Also offenbart der Fall einen Skandal im Skandal?
Löhr: Ich sehe die Ursache der empörten Reaktion Spiegels in der Verharmlosung, die das Thema Abtreibung bei uns erfährt und die sich in seinen Äußerungen widerspiegelt. Das ist der eigentliche Skandal, den dieser Fall aufzeigt: Abtreibung wird bagatellisiert und tabuisiert.
Tabuisiert? Immerhin gibt es über die Abtreibung eine Diskussion und sogar parlamentarische Initiativen im Bundestag.
Löhr: Abtreibung gilt bei uns als ein ganz gewöhnliches Streitthema, etwa wie das Dosenpfand: Sie können dazu dieser oder jener Meinung sein. Die Dimension der Abtreibung als Unrecht gegenüber dem Kind aber wird dabei tabuisiert! Das können Sie übrigens daran ablesen, daß diejenigen, die das offen aussprechen, sofort verdächtigt werden, „Fundamentalisten“ zu sein. Aber gibt es etwa fundamentaleres Menschenrecht als das auf Leben? Das ist es, was Kardinal Meisner deutlich machen wollte: Abtreibung gehört nicht in die Kategorie beliebiger Meinungsverschiedenheit, sondern in die Kategorie Versagen gegen die Menschlichkeit.
Also ist die Abtreibung ein Fall von gesellschaftlicher Heuchelei?
Löhr: Nein, so sehe ich das nicht. Ich würde es eher Manipulation nennen. Denn nach meiner Erfahrung empört jede Tötung die Menschen, wenn sie diese als solche wahrnehmen. Der Punkt bei der Abtreibung ist, daß sie den Leuten - wie schon gesagt - als etwas anderes vorgegaukelt wird, als es tatsächlich ist. Diese Verharmlosung den Menschen sichtbar zu machen, betrachten die Christdemokraten für das Leben als eine ihrer Hauptaufgaben.
Welche Chancen sehen Sie, gegen die „Mein Bauch gehört mir“-Anschauung anzukommen?
Löhr: Wenn ich die Diskussion um die Demographie und die Zukunft unserer Alterssicherung betrachte, dann sehe ich diesbezüglich schon Brüche im gesellschaftlichen Konsens. Warum entscheiden sich so viele junge Frauen gegen ihr Kind? Warum finanzieren wir mit Steuermitteln Abtreibungen, obwohl unserer Gesellschaft Kinder fehlen? Allerdings gebe ich zu, daß es ein Armutszeugnis ist, daß diese Kritik materiell statt ethisch motiviert ist. Es bleibt zu hoffen, daß die materiellen Konsequenzen schließlich doch vielen Menschen helfen, das ethische Problem dahinter zu erkennen.

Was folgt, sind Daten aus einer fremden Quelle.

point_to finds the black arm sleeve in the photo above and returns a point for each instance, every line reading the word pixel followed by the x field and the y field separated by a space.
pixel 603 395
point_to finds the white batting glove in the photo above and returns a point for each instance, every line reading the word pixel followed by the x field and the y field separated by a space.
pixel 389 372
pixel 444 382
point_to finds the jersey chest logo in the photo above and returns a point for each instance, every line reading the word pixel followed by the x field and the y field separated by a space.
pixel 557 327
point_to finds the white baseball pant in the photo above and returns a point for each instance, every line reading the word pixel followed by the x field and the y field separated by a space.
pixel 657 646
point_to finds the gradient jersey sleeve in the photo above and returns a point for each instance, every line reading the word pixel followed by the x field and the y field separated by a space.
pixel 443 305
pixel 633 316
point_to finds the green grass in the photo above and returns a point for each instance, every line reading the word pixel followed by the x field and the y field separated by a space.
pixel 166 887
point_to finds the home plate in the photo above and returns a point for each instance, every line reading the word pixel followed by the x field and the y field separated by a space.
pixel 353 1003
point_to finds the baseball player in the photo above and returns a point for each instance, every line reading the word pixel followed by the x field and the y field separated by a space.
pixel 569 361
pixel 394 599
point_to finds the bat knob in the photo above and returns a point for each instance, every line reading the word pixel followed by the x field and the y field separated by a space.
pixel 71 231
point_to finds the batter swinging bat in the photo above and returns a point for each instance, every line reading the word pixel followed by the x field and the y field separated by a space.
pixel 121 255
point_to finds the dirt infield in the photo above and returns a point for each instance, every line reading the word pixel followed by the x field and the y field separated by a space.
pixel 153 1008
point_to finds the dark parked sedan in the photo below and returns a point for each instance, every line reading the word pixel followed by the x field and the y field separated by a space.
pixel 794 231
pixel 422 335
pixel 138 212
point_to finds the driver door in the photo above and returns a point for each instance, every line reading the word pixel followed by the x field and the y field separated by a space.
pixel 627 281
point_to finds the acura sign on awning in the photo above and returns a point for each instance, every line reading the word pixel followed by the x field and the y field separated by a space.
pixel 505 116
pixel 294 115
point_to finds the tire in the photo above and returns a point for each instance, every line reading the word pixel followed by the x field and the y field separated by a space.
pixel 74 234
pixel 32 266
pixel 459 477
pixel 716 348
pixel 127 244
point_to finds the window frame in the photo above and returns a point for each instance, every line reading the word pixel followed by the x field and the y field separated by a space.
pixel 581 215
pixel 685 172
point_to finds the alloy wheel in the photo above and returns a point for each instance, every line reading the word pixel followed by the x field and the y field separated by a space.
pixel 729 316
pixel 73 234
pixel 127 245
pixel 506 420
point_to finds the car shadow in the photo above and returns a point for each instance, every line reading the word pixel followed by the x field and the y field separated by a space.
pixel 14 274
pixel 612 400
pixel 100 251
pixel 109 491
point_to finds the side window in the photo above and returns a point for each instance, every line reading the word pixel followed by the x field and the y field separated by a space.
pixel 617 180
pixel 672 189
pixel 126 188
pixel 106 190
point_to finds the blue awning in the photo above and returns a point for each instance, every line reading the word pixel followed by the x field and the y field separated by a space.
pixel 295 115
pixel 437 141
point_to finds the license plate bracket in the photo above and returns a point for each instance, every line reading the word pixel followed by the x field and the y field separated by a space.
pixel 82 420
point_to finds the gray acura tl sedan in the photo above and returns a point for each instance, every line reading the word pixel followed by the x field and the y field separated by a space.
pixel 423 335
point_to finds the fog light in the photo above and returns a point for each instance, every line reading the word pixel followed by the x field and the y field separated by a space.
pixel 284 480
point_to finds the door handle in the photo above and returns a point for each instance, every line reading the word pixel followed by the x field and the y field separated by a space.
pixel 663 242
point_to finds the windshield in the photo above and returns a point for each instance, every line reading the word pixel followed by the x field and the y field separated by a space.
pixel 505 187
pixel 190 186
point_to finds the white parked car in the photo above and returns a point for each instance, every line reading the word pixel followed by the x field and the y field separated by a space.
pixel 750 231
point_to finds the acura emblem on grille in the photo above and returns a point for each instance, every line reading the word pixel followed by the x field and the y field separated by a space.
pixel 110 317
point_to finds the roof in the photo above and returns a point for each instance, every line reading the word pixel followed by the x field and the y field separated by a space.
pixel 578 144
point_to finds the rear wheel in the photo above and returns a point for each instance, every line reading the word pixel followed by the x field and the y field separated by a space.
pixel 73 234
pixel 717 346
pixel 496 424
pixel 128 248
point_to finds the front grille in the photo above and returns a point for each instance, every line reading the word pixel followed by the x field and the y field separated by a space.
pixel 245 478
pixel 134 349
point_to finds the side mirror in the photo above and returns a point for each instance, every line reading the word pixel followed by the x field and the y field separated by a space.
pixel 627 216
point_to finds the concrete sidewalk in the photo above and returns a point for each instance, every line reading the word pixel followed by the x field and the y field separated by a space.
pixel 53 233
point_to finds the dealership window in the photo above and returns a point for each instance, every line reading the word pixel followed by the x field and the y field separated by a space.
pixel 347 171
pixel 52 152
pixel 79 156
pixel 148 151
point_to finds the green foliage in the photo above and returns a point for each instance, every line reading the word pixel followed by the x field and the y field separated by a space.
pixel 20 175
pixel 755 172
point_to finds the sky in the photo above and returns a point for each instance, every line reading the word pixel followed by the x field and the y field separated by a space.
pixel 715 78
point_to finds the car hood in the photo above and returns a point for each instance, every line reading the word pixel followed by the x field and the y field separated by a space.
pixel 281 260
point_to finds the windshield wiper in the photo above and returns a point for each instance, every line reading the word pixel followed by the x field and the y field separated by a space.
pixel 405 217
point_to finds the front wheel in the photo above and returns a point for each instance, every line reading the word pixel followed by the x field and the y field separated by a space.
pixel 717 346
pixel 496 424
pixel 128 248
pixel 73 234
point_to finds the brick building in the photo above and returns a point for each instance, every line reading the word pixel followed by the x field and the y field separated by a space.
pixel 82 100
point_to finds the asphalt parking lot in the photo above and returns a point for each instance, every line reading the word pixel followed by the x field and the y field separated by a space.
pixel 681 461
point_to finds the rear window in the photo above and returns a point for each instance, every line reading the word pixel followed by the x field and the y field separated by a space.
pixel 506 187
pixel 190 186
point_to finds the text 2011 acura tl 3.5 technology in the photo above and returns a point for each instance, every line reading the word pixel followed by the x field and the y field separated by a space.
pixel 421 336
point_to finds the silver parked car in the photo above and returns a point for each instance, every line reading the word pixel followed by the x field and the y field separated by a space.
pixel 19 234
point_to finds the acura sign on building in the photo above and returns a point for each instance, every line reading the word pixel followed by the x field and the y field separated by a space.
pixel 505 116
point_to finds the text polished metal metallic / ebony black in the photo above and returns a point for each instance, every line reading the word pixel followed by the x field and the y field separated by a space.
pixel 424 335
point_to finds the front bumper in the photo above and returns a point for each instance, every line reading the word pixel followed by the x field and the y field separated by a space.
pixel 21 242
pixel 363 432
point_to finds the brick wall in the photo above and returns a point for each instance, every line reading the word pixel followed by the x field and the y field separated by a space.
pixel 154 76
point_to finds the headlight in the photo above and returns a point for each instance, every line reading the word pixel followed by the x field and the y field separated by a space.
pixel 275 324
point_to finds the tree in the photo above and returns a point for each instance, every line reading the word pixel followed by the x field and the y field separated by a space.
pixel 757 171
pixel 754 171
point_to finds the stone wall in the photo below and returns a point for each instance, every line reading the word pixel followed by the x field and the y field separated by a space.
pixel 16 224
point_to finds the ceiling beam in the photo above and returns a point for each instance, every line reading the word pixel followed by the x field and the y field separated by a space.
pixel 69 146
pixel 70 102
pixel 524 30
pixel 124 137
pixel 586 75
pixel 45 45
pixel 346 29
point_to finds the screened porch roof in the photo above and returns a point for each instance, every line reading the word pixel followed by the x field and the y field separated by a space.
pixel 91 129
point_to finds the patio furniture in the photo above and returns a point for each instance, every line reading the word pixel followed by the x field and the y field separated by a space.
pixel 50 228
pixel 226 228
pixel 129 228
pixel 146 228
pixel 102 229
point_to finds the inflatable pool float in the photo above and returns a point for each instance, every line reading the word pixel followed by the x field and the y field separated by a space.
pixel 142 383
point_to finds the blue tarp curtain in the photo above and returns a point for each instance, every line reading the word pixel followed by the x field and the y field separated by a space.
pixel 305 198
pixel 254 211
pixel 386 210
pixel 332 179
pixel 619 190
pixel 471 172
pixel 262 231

War es dann aber nicht ein Fehler von Kardinal Meisner, sich zu entschuldigen, statt die Gelegenheit zu ergreifen und in die Offensive zu gehen: die unverhoffte Aufmerksamkeit, die ihm Paul Spiegel verschafft hat, zu nutzen, um das Thema Abtreibung zu diskutieren?
Löhr: Ich glaube, der Kardinal ist nicht bereit, eine billige Provokation auszunutzen. Das Thema ist viel zu ernst und der Kardinal zu seriös, um sich auf Polemik einzulassen.
Wer gehört werden will, muß sich auf die Spielregeln der Mediengesellschaft einlassen. Dazu gehört auch das - nicht per se ehrenrührige - Mittel der Provokation.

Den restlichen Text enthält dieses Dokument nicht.